Daviault earned his only MLB victory on July 7 against the St. Louis Cardinals, also at the Polo Grounds. He came into a 3–3 tie in the eighth inning and immediately dodged a bullet when Cardinal baserunner Dal Maxvill failed to touch third base and was called out to kill a St. Louis rally. Then, in the ninth, Daviault surrendered a go-ahead home run to the Cardinals' Curt Flood. But, in the bottom of the inning, the Mets' Marv Throneberry hit a two-run, walk-off home run off Ernie Broglio to give New York and Daviault a come-from-behind 5–4 win.
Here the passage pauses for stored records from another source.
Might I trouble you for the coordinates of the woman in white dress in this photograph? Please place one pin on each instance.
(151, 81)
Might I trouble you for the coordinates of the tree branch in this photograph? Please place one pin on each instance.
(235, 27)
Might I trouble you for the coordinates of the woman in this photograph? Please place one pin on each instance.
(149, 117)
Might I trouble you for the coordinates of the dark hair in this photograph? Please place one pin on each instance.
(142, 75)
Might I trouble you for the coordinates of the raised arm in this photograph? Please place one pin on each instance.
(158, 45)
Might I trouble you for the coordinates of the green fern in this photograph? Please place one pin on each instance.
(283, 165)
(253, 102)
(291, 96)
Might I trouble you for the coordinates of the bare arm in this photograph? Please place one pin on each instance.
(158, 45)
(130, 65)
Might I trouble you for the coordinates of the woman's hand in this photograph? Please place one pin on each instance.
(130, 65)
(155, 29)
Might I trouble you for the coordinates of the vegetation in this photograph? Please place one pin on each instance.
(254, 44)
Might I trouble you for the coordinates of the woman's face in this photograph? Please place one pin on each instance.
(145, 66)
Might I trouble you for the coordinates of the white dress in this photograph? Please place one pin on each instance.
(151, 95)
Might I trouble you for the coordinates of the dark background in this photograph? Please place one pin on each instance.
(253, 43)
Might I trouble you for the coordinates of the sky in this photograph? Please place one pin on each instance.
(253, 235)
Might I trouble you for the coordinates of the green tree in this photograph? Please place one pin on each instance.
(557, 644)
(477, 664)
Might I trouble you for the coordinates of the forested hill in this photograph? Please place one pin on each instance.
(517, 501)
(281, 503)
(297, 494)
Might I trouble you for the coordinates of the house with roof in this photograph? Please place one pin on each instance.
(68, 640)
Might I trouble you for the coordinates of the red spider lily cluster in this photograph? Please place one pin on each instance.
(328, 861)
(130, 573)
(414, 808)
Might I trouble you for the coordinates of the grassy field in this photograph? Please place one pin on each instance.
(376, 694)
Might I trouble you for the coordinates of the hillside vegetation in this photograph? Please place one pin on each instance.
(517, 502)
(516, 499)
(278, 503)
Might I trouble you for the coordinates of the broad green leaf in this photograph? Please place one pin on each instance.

That 1962 Mets team had a record of 40–120, still the modern-era record for most losses by a Major League Baseball team in a single season.

In 36 MLB games and 81 innings pitched, Daviault allowed 92 hits and 48 walks; he struck out 51.

In August 2017, a baseball field was dedicated to Raymond Daviault in Pointe-aux-Trembles. It is now home to the Montreal Brewers of the Ligue de Baseball Majeur du Québec.

==Personal life==
He was predeceased by his wife, Lisette Lesperance. Daviault had three kids – predeceased by one of them. He had six grandchildren. He died on November 6, 2020. He was 86-years-old. His death was recorded to be in Notre-Dame-de-la-Merci, where he had lived for many years. The obituary in Le Journal de Montréal did not list a cause of death and reported that he had been in good health.